After spending millions on investigation and notification, the CFPB, FTC and state attorneys general bring enforcement actions against not only the servicer, but the lender as well, for failing to comply with state and federal laws on data security that require “reasonable” precautions and vendor monitoring.
Keeping mortgage companies safe with continuous monitoring
The industry’s current process for monitoring supply chain vendor security is point-in-time audits, “trust but not verify,” and relies upon contractual agreements. A mortgage company may think a servicer is secure based upon their annual audit results, but through continuous monitoring, the mortgage company can see the servicer’s cybersecurity posture between point-in-time audits.
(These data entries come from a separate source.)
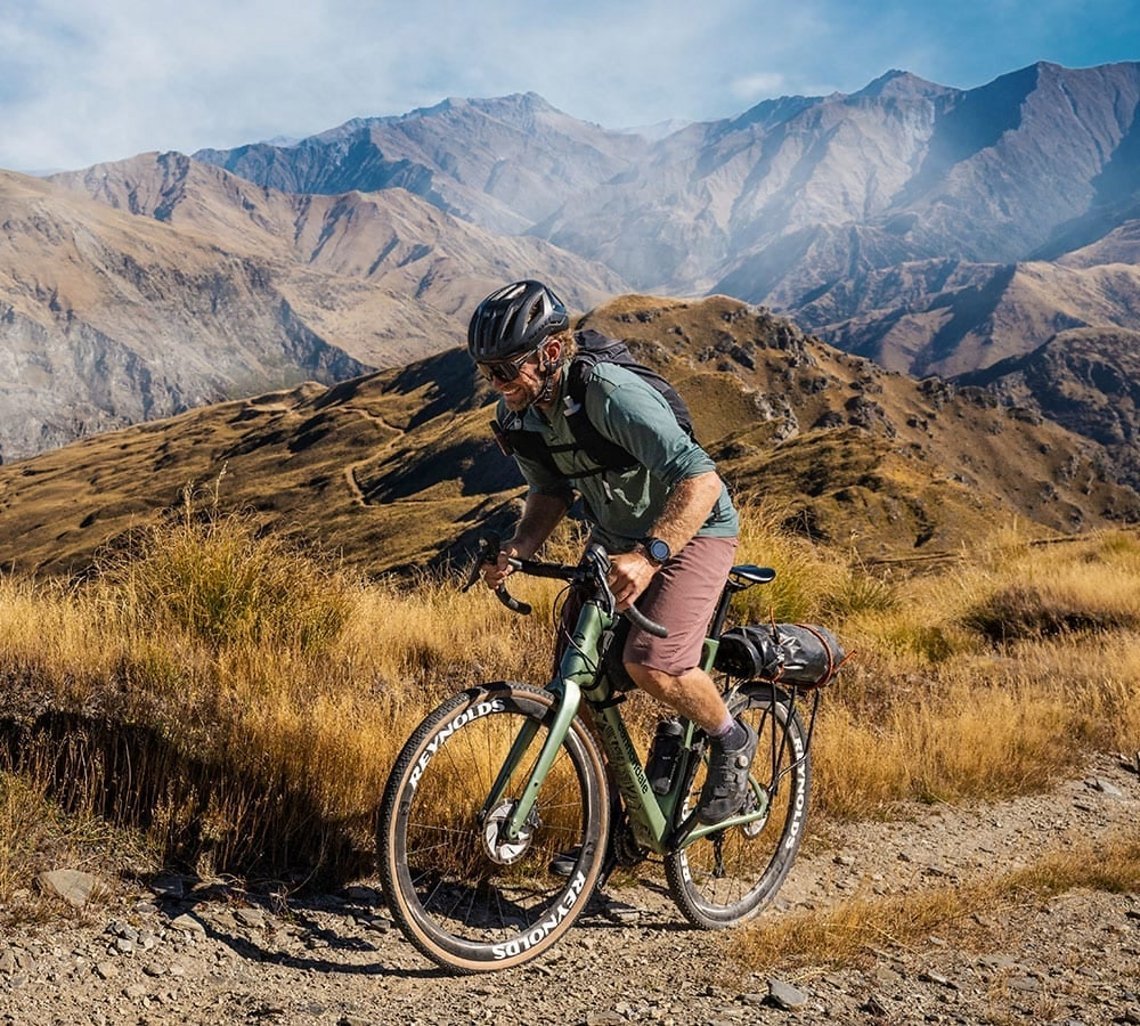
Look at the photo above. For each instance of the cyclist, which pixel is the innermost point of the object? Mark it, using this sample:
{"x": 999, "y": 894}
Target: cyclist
{"x": 667, "y": 521}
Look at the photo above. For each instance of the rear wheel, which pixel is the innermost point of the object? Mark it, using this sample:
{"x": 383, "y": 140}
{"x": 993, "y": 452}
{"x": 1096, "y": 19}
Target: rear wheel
{"x": 463, "y": 894}
{"x": 727, "y": 877}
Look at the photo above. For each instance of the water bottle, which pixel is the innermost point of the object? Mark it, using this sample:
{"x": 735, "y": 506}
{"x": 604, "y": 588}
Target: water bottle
{"x": 664, "y": 754}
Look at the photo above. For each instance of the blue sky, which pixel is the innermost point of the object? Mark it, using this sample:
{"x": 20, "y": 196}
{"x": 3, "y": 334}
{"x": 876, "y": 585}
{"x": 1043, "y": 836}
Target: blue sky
{"x": 88, "y": 82}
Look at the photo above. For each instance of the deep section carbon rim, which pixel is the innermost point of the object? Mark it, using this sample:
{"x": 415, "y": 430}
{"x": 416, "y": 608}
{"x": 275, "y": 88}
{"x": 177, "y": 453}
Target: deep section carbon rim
{"x": 727, "y": 877}
{"x": 467, "y": 896}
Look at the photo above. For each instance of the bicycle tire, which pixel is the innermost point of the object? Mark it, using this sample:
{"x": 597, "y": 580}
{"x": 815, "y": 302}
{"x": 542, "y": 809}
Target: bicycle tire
{"x": 452, "y": 898}
{"x": 727, "y": 878}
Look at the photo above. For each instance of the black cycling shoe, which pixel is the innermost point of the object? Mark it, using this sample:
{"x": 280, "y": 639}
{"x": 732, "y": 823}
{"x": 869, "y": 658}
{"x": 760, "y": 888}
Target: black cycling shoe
{"x": 726, "y": 783}
{"x": 563, "y": 863}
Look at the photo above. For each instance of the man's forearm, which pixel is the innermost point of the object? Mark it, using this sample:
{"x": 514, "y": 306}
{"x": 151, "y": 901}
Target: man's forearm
{"x": 539, "y": 516}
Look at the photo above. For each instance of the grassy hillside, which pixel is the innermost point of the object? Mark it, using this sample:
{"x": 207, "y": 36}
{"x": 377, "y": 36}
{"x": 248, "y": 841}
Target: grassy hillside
{"x": 237, "y": 702}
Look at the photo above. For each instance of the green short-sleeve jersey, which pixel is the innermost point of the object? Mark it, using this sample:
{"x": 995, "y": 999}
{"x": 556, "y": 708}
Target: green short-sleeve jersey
{"x": 623, "y": 505}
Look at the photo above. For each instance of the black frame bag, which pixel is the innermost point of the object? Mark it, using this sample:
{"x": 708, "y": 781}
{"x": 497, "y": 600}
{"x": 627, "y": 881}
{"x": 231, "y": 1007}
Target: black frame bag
{"x": 804, "y": 654}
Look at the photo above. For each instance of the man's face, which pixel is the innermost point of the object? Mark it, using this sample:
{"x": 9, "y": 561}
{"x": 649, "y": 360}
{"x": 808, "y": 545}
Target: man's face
{"x": 527, "y": 384}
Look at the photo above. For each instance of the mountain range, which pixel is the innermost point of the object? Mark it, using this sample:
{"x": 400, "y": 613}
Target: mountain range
{"x": 991, "y": 234}
{"x": 397, "y": 469}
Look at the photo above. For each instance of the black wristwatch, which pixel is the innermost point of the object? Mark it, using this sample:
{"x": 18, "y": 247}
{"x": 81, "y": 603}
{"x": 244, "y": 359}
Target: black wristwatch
{"x": 657, "y": 551}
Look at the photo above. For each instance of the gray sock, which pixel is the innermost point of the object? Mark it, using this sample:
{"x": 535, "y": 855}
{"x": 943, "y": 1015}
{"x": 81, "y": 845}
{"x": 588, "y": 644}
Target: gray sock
{"x": 733, "y": 738}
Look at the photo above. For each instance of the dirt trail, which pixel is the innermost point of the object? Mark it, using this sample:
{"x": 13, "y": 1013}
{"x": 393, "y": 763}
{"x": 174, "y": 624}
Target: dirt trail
{"x": 192, "y": 952}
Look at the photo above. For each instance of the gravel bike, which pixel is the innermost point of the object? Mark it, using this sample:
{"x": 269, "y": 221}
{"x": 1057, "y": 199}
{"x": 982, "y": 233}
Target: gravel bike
{"x": 510, "y": 804}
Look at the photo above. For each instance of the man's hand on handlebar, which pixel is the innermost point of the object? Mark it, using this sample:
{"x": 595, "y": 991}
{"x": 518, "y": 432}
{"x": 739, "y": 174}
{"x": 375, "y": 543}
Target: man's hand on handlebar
{"x": 629, "y": 575}
{"x": 495, "y": 573}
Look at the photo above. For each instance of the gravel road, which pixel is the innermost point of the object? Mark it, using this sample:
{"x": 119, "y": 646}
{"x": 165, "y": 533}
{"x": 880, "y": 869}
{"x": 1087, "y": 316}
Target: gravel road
{"x": 186, "y": 951}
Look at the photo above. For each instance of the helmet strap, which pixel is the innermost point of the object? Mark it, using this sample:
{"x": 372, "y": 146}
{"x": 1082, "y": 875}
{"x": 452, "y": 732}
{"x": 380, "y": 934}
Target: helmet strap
{"x": 550, "y": 371}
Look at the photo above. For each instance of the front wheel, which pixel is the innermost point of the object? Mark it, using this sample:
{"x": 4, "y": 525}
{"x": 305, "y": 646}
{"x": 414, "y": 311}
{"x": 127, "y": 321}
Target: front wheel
{"x": 462, "y": 894}
{"x": 727, "y": 877}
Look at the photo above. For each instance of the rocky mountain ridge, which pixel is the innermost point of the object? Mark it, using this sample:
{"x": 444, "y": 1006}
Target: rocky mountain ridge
{"x": 397, "y": 470}
{"x": 173, "y": 284}
{"x": 937, "y": 230}
{"x": 796, "y": 200}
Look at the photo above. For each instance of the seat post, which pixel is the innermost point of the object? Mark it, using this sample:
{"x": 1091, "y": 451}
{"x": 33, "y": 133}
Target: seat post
{"x": 722, "y": 608}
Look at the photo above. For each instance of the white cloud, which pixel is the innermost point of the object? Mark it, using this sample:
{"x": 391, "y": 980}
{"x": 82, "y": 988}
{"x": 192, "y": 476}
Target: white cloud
{"x": 757, "y": 86}
{"x": 81, "y": 83}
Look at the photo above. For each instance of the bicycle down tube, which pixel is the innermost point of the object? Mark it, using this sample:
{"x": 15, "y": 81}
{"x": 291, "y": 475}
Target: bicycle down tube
{"x": 651, "y": 815}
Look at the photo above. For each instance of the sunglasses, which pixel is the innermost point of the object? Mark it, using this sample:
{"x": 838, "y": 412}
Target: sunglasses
{"x": 504, "y": 371}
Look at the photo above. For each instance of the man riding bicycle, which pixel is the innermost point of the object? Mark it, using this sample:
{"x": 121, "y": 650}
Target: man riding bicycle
{"x": 667, "y": 519}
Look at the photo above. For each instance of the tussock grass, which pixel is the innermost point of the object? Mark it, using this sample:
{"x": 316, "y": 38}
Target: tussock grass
{"x": 849, "y": 934}
{"x": 242, "y": 700}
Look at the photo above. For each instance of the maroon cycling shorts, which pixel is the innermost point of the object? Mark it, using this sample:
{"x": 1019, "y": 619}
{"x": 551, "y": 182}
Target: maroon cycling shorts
{"x": 682, "y": 596}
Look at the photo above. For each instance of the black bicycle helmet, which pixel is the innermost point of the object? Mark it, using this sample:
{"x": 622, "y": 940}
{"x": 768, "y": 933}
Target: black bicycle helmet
{"x": 513, "y": 319}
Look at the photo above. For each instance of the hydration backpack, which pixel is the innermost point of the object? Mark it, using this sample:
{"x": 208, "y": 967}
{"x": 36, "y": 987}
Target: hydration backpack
{"x": 593, "y": 348}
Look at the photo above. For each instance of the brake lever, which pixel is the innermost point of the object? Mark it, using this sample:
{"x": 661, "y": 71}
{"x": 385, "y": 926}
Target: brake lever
{"x": 489, "y": 547}
{"x": 602, "y": 564}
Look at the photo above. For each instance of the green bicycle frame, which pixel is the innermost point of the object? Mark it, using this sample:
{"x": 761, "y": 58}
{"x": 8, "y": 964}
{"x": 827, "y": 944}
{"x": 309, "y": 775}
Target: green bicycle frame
{"x": 651, "y": 816}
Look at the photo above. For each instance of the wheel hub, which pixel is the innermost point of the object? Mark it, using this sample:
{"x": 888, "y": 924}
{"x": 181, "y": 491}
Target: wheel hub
{"x": 498, "y": 846}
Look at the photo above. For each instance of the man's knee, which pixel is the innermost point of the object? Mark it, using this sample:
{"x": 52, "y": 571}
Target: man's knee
{"x": 650, "y": 678}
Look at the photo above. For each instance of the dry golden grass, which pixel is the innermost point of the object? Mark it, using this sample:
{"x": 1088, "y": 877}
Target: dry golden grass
{"x": 849, "y": 933}
{"x": 243, "y": 700}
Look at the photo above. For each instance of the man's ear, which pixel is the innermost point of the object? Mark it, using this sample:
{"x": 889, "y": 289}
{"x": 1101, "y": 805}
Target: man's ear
{"x": 552, "y": 349}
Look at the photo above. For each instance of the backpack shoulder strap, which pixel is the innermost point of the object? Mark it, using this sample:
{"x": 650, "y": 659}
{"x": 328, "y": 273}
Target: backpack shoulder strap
{"x": 602, "y": 450}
The poor security problem is too big for one company to manage alone, and requires all participants in the mortgage ecosystem to embrace new approaches as part of their overall IT and security risk management programs.
The technology is available for continuous monitoring of third parties combined with active assessment and enforceability of security contract provisions. By pursuing a proactive third-party risk management approach across the expansive (and likely unknown) mortgage supply chain, organizations will improve their overall security performance while strengthening the entire supply chain ecosystem.
In order to mitigate risks and defeat offensive cyber attacks, mortgage companies must commit to:
- Proper security frameworks and policies that secure data both inside and outside of the organization;
- Assess which vendors and third parties may directly create a risk (cyber, business impact and legal) and become the source of a data breach;
- Work with experts that can help assess and manage the risk across the supply chain and build better defense-in-depth to prevent a breach;
- Use tools and analytics that are specially designed to monitor and assess the security posture of vendors in real-time, as well as improve contractual provisions that result in greater security performance.
The mortgage industry is a critical component of the U.S. economy, transacting trillions of dollars in loans annually. The complexity of the supply chain to originate and service a borrower’s loan is high with a borrower’s data exchanging hands across many parties. Additionally, information security practices, levels of security investment and maturity are widespread. Given this risk profile and the data exposure, the mortgage supply chain is at high risk for nation-state-level cyber attacks.
Continuous monitoring is available and needs to be the industry standard to protect data, but also to protect the industry players. With continuous monitoring, mortgage companies can identify vulnerabilities and pro-actively mitigate them before they become hacker targets.